The world never goes away: Review of ‘The Heart Asks Pleasure First’ by Ranjana Sengupta

A remarkable if not flawless debut, bravely tackling grand questions of history, love, loyalty and faith

October 03, 2020 04:00 pm | Updated 04:00 pm IST

That the Partition with its attendant wounds could, more than half a century later, impact the fates of two young lovers in a small coastal town in Wales, seems unlikely, if not far-fetched. But Karuna Ezara Parikh’s accomplished debut novel, The Heart Asks Pleasure First , fashions an all-too-plausible scenario where this, in fact, could happen.

Aaftab, a law student from an affluent but orthodox Islamabad background meets Daya, an aspiring dancer from Lalabad (a thinly disguised Delhi), from the ranks of India’s uber liberal intelligentsia, with parents who proudly wear their secular credentials on their sleeve. Daya, who has come to study ballet in this Welsh town, meets Aaftab in a park where he is sitting on a bench reading Anna Karenina . They soon fall in love. But from early on in the relationship, Aaftab has misgivings about its future, having acquired the wisdom of avoiding unwinnable situations through his dealings with his abusive, authoritarian father.

Shades and nuances

His approach to Islam is heavily influenced by the Sufi poets he loves reading, and his religious observances are confined to attending Friday prayers in the local mosque. This is the extent of his contact with the small, tightly knit Muslim community which is increasingly being influenced by the new imam’s radical sermons, finding in them a defence against the casual racism of the townspeople.

From Daya’s perspective, which Parikh evokes with great sympathy, the religious and nationalist differences between herself and

Aaftab, particularly the former, have little relevance. She shares her parents’ liberal humanist belief that it is irrational to hate an entire country or community. One can hate an individual, according to this worldview, but not a nation or religion. The action takes place in the early 2000s: therefore 9/11 as well as the attack on India’s Parliament happen in the course of the narrative. While the former event impels Aaftab to examine what his Muslim identity means to him, Daya, in the wake of the Parliament attack and subsequent military mobilisation, is forced to consider her feelings of outrage, but finds they have little bearing on her feelings for Aaftab.

Wasim, Aaftab’s roommate, represents the alternative third position. This lower-middle class boy from Rawalpindi is a non-Westernised counterpoint to Daya’s secular liberalism and Aaftab’s Sufi-influenced Islam. Wasim comes across as grounded and loyal, a friend to both Daya and Aaftab, but from his viewpoint their relationship is impossible — even though they conceal the extent of their involvement from him.

He is a devout and practising Muslim, but refuses to have any truck with the fundamentalists; he is a devoted son and brother but allows his family to think he’s studying medicine and not the considerably less prestigious physical education. In Parikh’s telling, he has shades and nuances — more multi-dimensional in contrast to Aaftab’s relentless self-examination and Daya’s blithe unquestioning acceptance of her parents’ virtues and values.

Haunting language

Matters come to a head when Daya has to rush home because of her father’s serious illness while the imam mounts a campaign against Aaftab for his relationship with a non-Muslim. The denouement is swift and brutal but with a small sliver of hope left at the end.

Parikh’s story explores a space where these two earnest young lovers come together trying to discover if it is possible to find a personal truth which is unaffected by the impersonal forces swirling outside their bubble — the forces of history, politics and old hatreds. But they find — as did others from Paris and Helen to Anna Karenina to the victims of so-called ‘honour’ killings — that complete insulation is not possible; that the world never goes away and always punishes what it sees as transgressions.
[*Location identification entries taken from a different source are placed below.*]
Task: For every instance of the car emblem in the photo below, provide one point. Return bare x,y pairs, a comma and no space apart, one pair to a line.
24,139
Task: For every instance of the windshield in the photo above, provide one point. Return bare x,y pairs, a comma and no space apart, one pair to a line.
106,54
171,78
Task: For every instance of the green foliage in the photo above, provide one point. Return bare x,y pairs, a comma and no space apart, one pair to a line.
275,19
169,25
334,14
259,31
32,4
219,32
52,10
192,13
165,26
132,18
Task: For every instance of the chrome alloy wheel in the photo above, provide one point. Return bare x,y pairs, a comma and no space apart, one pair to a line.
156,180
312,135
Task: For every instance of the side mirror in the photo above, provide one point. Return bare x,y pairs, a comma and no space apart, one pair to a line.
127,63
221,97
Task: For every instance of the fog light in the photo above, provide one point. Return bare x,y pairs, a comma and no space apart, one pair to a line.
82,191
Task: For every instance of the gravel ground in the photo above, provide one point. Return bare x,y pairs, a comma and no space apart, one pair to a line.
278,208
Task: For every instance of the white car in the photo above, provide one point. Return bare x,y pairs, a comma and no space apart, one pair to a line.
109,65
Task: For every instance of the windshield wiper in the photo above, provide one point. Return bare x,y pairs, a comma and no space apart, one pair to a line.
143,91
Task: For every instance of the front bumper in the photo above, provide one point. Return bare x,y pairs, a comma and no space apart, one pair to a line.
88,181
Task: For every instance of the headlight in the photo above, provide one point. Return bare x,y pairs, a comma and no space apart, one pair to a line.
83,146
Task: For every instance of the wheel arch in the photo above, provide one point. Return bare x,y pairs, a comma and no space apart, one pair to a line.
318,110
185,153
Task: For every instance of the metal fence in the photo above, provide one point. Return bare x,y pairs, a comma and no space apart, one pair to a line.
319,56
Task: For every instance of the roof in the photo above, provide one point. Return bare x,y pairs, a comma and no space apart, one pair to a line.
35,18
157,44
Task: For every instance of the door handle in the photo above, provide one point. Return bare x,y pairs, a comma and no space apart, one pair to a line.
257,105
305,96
The universe Parikh creates, that of a small diaspora in the small quiet town of Cardiff, with its tight sense of inclusion and exclusion, its codes and punishments, has been explored before — Maps for Lost Lovers by Nadeem Aslam comes to mind.

Her language is fluid and haunting and the writing is remarkable for its gentleness. But there are some drawbacks: Daya and Aaftab are somewhat one-dimensional figures and their parents — whether Aaftab’s violent and intractable father or Daya’s parents with their undiluted goodness — sometimes feel like caricatures. Besides, the long, dense expositions of political or historical background (Akbar’s Navratnas, Osama bin Laden’s antecedents, and so on) are not knitted into the story but interrupt the narrative annoyingly.

But these are minor cavils. Taken as a whole, The Heart Asks Pleasure First is a remarkable debut that bravely tackles some grand, tough questions about how the past bleeds into the present, and about the role of love, loyalty, history and faith.

The Heart Asks Pleasure First; Karuna Ezara Parikh, Picador India, ₹699

The reviewer is former Deputy Publisher at Penguin Random House India and author of Delhi Metropolitan: The Making of an Unlikely City.